West Rim hikers: Jodi Kreuser, Mary Bubla, Mary Hlushko, Jan Springer, Wendy Berns, Elisabeth Wheeler, Leslie Hawkins, Harriet Pearson. Photo by Elisabeth Wheeler.

Elisabeth Wheeler and Larry Allen

Dramatic viewpoints highlight the eight-mile Rim Trail from Grand Canyon Village to Hermit’s Rest. Forty SaddleBrooke hikers in four groups hiked through pinyon pine and Utah juniper along the South Rim to explore these famous views. Trail Overlook provided the best view of the precipitous Bright Angel Trail which plummets from the village to the Colorado River. Maricopa Point offered a piece of mining history. Just west of the point are the remains of the Orphan Mine, one of the most productive uranium mines in America in the 1950s.

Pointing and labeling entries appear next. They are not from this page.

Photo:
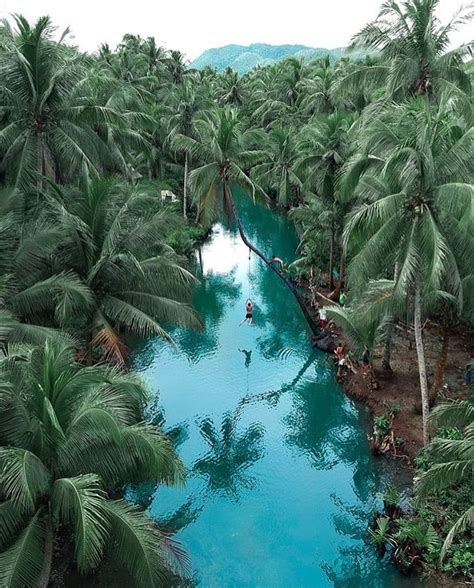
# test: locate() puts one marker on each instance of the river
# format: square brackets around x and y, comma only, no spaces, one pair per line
[281,483]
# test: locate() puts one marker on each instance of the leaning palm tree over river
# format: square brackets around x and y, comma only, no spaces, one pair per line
[226,150]
[70,438]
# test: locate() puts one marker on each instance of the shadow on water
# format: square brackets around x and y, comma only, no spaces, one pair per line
[281,483]
[231,454]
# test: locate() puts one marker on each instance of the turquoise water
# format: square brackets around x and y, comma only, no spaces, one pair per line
[281,483]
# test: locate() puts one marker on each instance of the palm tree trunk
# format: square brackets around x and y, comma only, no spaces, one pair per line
[48,556]
[390,330]
[309,319]
[420,352]
[185,187]
[439,373]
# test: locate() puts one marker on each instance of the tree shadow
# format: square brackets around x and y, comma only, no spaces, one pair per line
[231,454]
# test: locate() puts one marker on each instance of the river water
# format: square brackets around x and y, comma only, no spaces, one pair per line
[281,483]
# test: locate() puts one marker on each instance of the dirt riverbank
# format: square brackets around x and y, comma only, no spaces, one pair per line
[401,388]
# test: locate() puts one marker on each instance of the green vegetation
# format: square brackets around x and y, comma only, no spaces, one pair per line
[434,533]
[371,156]
[242,59]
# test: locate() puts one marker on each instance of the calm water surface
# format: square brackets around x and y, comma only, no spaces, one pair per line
[281,483]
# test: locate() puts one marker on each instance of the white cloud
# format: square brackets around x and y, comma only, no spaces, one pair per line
[193,26]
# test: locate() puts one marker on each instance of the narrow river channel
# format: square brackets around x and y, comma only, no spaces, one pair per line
[281,482]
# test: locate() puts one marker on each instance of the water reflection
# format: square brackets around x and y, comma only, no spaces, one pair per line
[231,454]
[281,481]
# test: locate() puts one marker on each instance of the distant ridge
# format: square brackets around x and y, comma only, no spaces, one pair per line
[243,58]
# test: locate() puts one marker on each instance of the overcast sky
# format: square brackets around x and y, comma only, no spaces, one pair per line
[195,25]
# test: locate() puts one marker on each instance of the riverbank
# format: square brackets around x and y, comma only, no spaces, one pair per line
[396,394]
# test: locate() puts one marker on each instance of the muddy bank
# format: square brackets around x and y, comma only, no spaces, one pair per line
[399,390]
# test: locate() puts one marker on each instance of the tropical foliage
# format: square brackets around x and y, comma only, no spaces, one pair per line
[372,155]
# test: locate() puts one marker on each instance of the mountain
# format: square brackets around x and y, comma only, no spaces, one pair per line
[243,58]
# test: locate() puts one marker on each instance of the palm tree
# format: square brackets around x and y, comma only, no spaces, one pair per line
[185,103]
[70,437]
[325,146]
[226,150]
[413,47]
[415,209]
[278,176]
[115,245]
[49,126]
[452,461]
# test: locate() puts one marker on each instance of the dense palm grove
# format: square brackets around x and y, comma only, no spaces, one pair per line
[373,158]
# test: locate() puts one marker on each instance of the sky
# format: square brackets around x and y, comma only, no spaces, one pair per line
[195,25]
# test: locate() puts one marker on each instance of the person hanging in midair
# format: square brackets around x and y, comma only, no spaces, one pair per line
[248,312]
[280,261]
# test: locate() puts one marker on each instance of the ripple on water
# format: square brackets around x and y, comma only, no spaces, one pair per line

Powell Point and Monument are named for John Wesley Powell, the famous explorer who led the first Colorado River expedition through the Grand Canyon in 1869.

Another spectacular view was Hopi Point which extends farther into the canyon than any other overlook. It offers sweeping views that stretch from Vishnu Temple in the east to Havasupai Point in the west. Hopi Point is very popular for viewing sunrise and sunset. Mohave Point was a favorite among the hikers because it offered dramatic views of the Colorado River and a geologic formation called the alligator. Pima Point once held the longest tram in the world. It supplied the luxurious Santa Fe Railroad’s Hermit Camp developed in 1912 at the base of Pima Point, 3000 feet below the rim. At the end of the West Rim Trail many hikers visited the stone building of Hermits Rest designed by Mary Colter and built by the Santa Fe Railroad in 1914. Hikers enjoyed its giant fireplace while sipping hot chocolate and imagining tourists in the early 1900s stopping here on their way down the cobblestone Hermit Trail to Hermit Camp 8.5 miles below the rim.

SaddleBrooke hikers also enjoyed learning about the geology of the Grand Canyon. The Grand Canyon was created six million years ago. Considering the earth is over four billion years old, six million years seems like a blink of an eye. In reality, northern Arizona was sliced open by the Colorado River. The river has cut downward at a rate of about 6.5 inches per 1,000 years. The Grand Canyon is one of the few places in the world where you can view almost two billion years of Earth history just by glancing up and down. Most of the rocks in the Grand Canyon are sedimentary rocks, which form when sediments such as sand, silt or mud gather in thick layers that, over time, are compressed into rock. It is interesting that the Grand Canyon’s rocks were laid down chronologically, one on top of another. Simply put, it means that the rocks above are younger than the rocks below. When you move your eyes from the rim to the river you are staring back in time.

SaddleBrooke hikers had lots of fun exploring the West Rim Trail viewpoints and learning much of the history of the Grand Canyon. Hike leaders for the West Rim Trail were Susan Hollis, Larry Allen, Don Taylor and Elisabeth Wheeler.